Algorithm works as follows:
cat_edge_results = [cathedral_purifier_max.purify_with_edge_weight(), cathedral_purifier_mean.purify_with_edge_weight()]
air_edge_results = [airport_purifier_max.purify_with_edge_weight(), airport_purifier_mean.purify_with_edge_weight()]
showarray(np.concatenate(cat_edge_results, axis=1))
showarray(cathedral_result)
showarray(np.concatenate(air_edge_results, axis=1))
showarray(airport_result)
c:\Users\sbart\OneDrive - put.poznan.pl\Semestr V\Computer Vision\Project 1\transform\weights.py:83: RuntimeWarning: invalid value encountered in true_divide np.sum(np.array(images) * weights_broadcasted, axis=0) / summed_weights
This method failed as it does not yield results much better than simple mean and is worse than the median.
The reason being that it only removes the objects on edges and not in their entirety, and does not work iteratively as it smoothes out edges after being applied so it cannot self-improve.

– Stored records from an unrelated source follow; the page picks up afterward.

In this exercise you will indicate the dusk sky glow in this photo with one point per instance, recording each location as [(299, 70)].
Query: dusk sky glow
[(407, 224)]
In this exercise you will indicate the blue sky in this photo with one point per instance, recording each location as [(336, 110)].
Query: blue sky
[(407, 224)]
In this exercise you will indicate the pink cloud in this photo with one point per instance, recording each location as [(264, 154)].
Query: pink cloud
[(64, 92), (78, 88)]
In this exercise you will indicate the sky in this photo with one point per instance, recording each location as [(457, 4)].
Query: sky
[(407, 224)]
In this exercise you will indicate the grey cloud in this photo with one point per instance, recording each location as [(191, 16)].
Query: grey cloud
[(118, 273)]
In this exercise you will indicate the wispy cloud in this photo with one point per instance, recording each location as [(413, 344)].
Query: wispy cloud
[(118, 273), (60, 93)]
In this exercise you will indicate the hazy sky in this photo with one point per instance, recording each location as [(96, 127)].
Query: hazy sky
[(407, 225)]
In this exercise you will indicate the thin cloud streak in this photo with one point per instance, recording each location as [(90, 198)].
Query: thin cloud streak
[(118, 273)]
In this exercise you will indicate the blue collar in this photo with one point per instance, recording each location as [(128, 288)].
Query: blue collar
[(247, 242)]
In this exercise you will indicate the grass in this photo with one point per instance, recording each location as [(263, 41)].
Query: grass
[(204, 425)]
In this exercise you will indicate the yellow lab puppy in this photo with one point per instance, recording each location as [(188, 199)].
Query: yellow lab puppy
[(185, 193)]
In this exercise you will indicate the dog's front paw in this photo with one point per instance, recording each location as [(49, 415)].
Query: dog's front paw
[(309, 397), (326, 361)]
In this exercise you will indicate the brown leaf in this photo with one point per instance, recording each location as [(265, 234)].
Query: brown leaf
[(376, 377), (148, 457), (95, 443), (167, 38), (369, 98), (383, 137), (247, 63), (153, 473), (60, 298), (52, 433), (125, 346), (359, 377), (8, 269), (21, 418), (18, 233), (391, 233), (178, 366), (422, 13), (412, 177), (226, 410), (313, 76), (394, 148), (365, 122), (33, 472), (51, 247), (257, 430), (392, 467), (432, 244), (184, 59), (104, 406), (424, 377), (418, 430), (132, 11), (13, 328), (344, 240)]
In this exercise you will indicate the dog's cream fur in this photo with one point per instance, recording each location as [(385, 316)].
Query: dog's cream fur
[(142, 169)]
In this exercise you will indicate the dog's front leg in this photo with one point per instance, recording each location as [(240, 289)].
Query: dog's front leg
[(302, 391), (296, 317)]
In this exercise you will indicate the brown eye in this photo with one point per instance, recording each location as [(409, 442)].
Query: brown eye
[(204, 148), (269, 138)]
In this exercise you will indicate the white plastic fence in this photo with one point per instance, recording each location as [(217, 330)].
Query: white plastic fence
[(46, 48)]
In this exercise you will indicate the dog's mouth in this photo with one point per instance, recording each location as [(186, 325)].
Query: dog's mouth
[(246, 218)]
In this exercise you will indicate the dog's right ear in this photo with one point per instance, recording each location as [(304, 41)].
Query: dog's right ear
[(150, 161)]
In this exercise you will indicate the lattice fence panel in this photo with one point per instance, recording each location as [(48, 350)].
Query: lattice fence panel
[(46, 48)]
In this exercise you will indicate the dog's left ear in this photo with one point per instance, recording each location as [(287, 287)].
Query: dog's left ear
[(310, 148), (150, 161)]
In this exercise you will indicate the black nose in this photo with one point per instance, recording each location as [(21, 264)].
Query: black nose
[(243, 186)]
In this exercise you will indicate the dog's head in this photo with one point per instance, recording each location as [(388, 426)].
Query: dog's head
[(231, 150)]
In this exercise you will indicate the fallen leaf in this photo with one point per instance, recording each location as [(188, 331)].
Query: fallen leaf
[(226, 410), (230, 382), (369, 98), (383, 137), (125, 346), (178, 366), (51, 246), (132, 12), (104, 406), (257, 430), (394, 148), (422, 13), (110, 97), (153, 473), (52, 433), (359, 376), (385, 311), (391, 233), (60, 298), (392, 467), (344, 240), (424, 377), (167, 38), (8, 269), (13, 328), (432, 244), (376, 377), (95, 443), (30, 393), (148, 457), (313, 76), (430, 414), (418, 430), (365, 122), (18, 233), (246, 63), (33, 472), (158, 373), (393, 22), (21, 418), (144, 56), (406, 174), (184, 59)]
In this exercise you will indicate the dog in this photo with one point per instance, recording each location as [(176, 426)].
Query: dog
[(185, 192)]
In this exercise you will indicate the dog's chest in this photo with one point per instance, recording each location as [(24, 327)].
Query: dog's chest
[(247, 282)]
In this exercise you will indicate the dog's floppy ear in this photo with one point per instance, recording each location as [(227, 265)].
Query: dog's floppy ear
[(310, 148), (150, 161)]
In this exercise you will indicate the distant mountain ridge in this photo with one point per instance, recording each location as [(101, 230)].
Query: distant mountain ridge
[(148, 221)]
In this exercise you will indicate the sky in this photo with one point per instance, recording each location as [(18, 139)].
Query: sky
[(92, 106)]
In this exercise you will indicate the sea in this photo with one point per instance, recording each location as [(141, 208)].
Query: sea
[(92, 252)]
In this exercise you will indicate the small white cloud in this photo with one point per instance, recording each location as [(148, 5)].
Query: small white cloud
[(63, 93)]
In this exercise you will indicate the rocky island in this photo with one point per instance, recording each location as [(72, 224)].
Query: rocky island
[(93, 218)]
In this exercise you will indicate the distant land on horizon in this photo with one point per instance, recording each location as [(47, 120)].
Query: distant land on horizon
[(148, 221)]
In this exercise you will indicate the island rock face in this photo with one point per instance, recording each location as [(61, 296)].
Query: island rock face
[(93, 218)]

The algorithm was based on initial observation that the sum of Canny edge detection result with high thresholds is somewhat correlated with the purity of the image (the lesser the sum the purer the image). It checked each pixel (or group of pixels) whether or not substituting it with a pixel (pixels) from any other pictures improved the result, and it replaced that pixel with the best substitute.
Steps:
[Code lost in the exploration process]
The algorithm was very slow and it assumed that the purity estimation worked good enough on local level, however that was not enough and it yielded mixed (but unsatisfactory) results.